Case in point: formaldehyde, a neurotoxin not found on the label of the hair straightener Brazilian Blowout, was recently discovered to lurk in high levels in this product. The Occupational Safety and Health Administration urged salons to stop using Brazilian Blowout in 2011, and the product’s Hollywood, Calif., maker lost a $4.5 million settlement in a class-action lawsuit in 2012.
Despite all that, the FDA has been unable to yank Brazilian Blowout from drugstore shelves or prevent it from triggering nosebleeds, eye irritation, respiratory trouble and other problems linked to formaldehyde exposure.
Health advocates say that even when companies agree to follow FDA recommendations and make their products toxin free, they sometimes engage in “greenwashing,” or falsifying environmental or health claims to boost product sales.
In 2006, for instance, Opi, Essie and other nail polish makers agreed to rid their products of a “toxic trio” of chemicals: formaldehyde, dibutyl phthalate and toluene.

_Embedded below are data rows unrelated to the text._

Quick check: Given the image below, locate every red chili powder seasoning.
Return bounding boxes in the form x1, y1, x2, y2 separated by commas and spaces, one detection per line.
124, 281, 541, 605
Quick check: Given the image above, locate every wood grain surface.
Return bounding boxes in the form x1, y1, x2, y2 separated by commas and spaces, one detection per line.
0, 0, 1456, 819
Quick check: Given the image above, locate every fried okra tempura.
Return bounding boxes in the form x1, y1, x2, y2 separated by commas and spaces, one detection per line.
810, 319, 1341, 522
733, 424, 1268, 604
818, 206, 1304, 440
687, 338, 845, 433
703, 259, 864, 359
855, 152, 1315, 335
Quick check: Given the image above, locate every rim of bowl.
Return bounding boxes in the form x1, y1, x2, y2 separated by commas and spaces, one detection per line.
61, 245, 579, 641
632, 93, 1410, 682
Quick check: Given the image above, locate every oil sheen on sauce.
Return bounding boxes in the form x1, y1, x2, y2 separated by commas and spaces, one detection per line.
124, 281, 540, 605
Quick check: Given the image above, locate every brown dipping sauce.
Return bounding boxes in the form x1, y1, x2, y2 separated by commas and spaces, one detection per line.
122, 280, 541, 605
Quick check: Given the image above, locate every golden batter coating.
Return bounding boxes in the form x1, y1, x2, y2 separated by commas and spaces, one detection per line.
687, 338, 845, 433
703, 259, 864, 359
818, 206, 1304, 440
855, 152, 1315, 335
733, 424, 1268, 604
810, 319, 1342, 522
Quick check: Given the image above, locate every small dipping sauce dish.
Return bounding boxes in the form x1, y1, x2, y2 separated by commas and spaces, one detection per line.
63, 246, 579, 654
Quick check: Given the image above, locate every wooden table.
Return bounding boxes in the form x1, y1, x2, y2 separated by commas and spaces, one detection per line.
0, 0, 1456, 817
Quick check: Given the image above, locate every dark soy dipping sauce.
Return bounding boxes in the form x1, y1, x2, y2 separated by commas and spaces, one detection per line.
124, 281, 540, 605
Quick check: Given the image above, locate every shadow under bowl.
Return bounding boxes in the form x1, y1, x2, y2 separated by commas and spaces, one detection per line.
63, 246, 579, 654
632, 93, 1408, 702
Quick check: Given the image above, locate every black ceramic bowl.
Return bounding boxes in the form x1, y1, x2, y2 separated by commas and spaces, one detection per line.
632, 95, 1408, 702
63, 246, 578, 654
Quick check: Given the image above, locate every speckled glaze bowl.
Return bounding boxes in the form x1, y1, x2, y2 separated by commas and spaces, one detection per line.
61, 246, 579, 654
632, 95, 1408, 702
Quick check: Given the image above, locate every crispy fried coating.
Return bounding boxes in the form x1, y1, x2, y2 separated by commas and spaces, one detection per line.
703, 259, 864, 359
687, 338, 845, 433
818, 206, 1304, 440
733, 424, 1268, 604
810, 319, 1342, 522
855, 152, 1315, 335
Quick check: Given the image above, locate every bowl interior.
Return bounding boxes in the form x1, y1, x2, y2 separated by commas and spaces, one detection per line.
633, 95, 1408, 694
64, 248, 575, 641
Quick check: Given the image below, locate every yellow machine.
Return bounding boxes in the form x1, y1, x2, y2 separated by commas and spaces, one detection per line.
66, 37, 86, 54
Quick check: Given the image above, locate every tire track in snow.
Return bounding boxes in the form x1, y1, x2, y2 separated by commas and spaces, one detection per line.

But in 2012, a study by the California Department of Toxic Substances Control found that 70 percent of nail polishes that claimed to be “three-free” actually contained these chemicals.
“Companies play it both ways,” says Nneka Leiba, an analyst for the Environmental Working Group. “They’ll make one category of products that are safe, and others that are not.”
One example is the Paris-based cosmetics giant Estee Lauder, which offers nontoxic products through its Origins line, but has yet to go all-natural in its other makeup brands, including Bobbi Brown, Clinique, MAC, Prescriptives and Smashbox.
Even when companies do initiate change, it can be slow in coming. Johnson and Johnson, the New Brunswick, N.J-based maker of the cosmetics line Neutrogena, agreed in 2012 to remove formaldehyde from its products. “This will take three years, a wait that seems unnecessary because scientists already know how to make formaldehyde-free products,” says Stacy Malkan, author of 2007 book “Not Just a Pretty Face: the Ugly Side of the Beauty Industry.”
Makeup industry watchdogs say pricing and labeling practices offer little guidance about what might be inside the packaging.
When FDA researchers tested 400 lipsticks for lead in 2011, they found samples made by the high-end brand Lancome contained significantly more of the neurotoxin than those made by the drugstore brand Wet n Wild (which sells for a 10th of the price of Lancome).
Because fragrance formulations are protected as trade secrets, chemicals used to produce signature scents do not have to be listed on labels.
“Labels might list the names of chemicals such as DMDM hydantoin,” says the Environmental Working Group’s Leiba. “But they won’t mention that this preservative breaks down over time to become the carcinogen formaldehyde.”